While Trip Cubby by default uses the iPhone’s spinning dials selectors to enter mileage and other numerical information, there’s a setting that allows you to switch that to a standard number pad interface, which vastly speeds the entry process. Unfortunately, that setting is squirreled away in the Trip Cubby section of the iPhone’s Settings application, meaning many users may not find it (this isn’t really App Cubby’s fault, though, as it’s the way that Apple asks developers to implement these kind of preferences).
Trip Cubby also gives you options for how you want to compute distance. When you create a new entry, it automatically loads your last trip’s ending odometer mileage as the starting mileage, so as long as you’re consistent about tracking everything, you just have to enter either the distance or the ending odometer reading, and it will calculate the other value for you.
Should you want to pull up specific records, there is a search field that you can access from the main screen by tapping the magnifying glass icon. As you type into that field, Trip Cubby will filter records based on matches from the name and destination fields. More powerful search options are available by tapping the “More” button, which lets you additionally search by tag, type of trip, driver, vehicle, odometer range, and certain time periods (last month, last week, etc.).

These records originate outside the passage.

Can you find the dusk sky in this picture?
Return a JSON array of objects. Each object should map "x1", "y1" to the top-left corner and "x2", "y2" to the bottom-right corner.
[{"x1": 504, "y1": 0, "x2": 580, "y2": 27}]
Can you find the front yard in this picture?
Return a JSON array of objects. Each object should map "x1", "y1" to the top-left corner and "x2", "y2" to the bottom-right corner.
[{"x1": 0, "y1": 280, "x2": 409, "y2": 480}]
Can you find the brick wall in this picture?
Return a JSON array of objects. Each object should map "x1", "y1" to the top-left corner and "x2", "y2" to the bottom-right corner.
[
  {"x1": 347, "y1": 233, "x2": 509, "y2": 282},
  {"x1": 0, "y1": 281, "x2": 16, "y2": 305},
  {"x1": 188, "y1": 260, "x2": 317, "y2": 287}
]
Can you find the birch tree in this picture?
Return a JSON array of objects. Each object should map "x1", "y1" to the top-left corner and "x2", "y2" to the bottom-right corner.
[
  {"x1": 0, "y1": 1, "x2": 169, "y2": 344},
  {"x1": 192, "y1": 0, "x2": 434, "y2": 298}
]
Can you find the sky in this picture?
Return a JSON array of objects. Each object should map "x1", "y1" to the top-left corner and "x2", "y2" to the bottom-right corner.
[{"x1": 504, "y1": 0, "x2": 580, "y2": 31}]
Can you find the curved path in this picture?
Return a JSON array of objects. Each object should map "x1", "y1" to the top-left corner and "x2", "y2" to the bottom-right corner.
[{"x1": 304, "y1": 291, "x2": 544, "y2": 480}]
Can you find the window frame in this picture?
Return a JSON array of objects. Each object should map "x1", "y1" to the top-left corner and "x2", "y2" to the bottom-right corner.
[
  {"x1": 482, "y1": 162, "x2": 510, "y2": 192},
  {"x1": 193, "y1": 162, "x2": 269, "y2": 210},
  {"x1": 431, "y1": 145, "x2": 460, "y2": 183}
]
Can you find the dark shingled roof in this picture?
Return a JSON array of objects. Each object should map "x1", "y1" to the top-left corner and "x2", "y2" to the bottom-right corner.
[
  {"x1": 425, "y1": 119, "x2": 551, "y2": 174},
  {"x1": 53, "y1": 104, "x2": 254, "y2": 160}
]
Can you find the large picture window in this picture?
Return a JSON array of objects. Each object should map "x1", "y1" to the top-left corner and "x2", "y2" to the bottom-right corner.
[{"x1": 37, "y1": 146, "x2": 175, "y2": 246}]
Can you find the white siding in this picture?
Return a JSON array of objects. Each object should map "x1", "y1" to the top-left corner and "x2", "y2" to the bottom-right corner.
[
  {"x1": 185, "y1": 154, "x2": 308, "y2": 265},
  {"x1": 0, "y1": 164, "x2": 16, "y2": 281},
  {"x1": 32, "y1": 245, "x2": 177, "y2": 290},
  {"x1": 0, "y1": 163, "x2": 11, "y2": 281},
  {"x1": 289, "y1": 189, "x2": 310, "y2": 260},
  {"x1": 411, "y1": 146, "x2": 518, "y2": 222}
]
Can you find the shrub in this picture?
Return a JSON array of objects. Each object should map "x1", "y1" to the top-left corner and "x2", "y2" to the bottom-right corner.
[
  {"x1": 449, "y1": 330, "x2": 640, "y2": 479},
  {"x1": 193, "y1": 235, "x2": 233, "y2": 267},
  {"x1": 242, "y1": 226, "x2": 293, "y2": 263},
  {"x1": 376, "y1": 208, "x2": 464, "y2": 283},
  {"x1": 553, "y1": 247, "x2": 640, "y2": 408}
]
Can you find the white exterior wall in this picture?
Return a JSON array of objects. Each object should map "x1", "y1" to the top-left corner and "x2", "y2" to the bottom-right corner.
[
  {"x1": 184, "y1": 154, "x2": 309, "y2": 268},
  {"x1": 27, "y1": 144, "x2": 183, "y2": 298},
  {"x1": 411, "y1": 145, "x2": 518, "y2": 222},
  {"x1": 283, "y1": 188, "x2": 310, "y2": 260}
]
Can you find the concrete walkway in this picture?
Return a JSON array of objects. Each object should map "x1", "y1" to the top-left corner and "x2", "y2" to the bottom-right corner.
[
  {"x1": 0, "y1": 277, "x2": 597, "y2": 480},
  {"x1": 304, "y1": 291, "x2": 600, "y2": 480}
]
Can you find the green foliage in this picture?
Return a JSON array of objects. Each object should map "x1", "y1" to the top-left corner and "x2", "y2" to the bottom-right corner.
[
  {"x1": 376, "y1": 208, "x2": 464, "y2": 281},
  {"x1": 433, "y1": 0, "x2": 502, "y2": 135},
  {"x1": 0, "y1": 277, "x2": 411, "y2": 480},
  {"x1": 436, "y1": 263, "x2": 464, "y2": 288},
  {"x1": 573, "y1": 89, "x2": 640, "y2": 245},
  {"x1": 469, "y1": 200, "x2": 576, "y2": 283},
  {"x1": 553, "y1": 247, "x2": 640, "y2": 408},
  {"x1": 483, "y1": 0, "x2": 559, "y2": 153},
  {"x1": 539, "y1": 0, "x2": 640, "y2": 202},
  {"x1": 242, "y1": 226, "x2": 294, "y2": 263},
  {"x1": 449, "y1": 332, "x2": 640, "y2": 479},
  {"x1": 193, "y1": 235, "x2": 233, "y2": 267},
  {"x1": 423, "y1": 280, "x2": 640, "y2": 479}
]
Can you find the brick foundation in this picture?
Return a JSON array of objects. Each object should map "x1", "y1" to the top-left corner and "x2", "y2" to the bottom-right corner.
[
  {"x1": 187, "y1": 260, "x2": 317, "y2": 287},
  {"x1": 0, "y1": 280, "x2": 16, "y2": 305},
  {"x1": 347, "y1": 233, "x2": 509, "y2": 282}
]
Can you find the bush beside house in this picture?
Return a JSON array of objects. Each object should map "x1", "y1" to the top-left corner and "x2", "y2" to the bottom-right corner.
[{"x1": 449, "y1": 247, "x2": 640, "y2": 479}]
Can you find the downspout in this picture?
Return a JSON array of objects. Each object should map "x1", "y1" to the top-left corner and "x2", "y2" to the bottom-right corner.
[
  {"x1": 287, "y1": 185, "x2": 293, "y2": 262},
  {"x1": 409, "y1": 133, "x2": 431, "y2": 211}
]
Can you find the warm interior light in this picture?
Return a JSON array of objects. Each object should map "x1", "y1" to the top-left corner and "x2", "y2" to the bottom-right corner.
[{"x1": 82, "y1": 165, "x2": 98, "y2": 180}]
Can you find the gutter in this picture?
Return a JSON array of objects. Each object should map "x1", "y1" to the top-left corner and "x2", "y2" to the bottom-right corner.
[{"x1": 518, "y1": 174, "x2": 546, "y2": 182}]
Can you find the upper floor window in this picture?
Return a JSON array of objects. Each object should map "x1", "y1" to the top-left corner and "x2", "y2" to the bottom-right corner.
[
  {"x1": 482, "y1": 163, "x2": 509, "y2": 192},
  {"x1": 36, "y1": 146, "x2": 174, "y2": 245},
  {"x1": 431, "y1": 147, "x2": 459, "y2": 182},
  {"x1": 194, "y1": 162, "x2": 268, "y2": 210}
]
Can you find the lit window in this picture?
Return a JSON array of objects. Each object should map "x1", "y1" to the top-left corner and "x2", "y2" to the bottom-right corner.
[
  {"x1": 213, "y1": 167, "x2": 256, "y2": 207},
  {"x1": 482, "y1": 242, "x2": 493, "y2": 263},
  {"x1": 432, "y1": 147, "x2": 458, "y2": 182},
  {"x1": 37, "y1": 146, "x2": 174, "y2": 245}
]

Of course, having reports of your mileage on your iPhone is only half the battle: you’ll want to be able to get them onto your computer too. Trip Cubby can send reports via e-mail, but the function isn’t obvious; you’ll need to tap that magnifying glass icon to bring up the search interface before the “add trip” button changes magically into an “e-mail” button. This is because the report mailing feature can be used with the search feature: for example, if you enter search criteria and then send a report, you’ll only get a report containing those results you filtered for. Trip Cubby sends the report in a nicely formatted, easy-to-read e-mail, and thoughtfully includes a CSV file that you can import into most spreadsheet programs.
I do, however, have a few other gripes about the e-mail interface. For example, the To field doesn’t auto-complete addresses, like the iPhone’s Mail app, although it does let you pick an address from your iPhone’s contact database by tapping the blue plus icon. You can only send a report to one address, so you’ll need to forward it from there if you want to send it to others. And e-mails from Trip Cubby originate not from your own e-mail address, but from reports@tripcubby.com, causing at least one report to get caught in my spam filter (the developers inform me that this is because Apple doesn’t allow third-party developers to send attachments via the built-in Mail interface).
Overall, Trip Cubby is an excellent program that manages to marry most all the features that a dedicated mileage tracker might want with an interface that is friendlier, and yes, prettier, than many of its competitors. However, there are still some quirks and decisions that can be opaque to new users, and it could especially benefit from a more streamlined data entry process.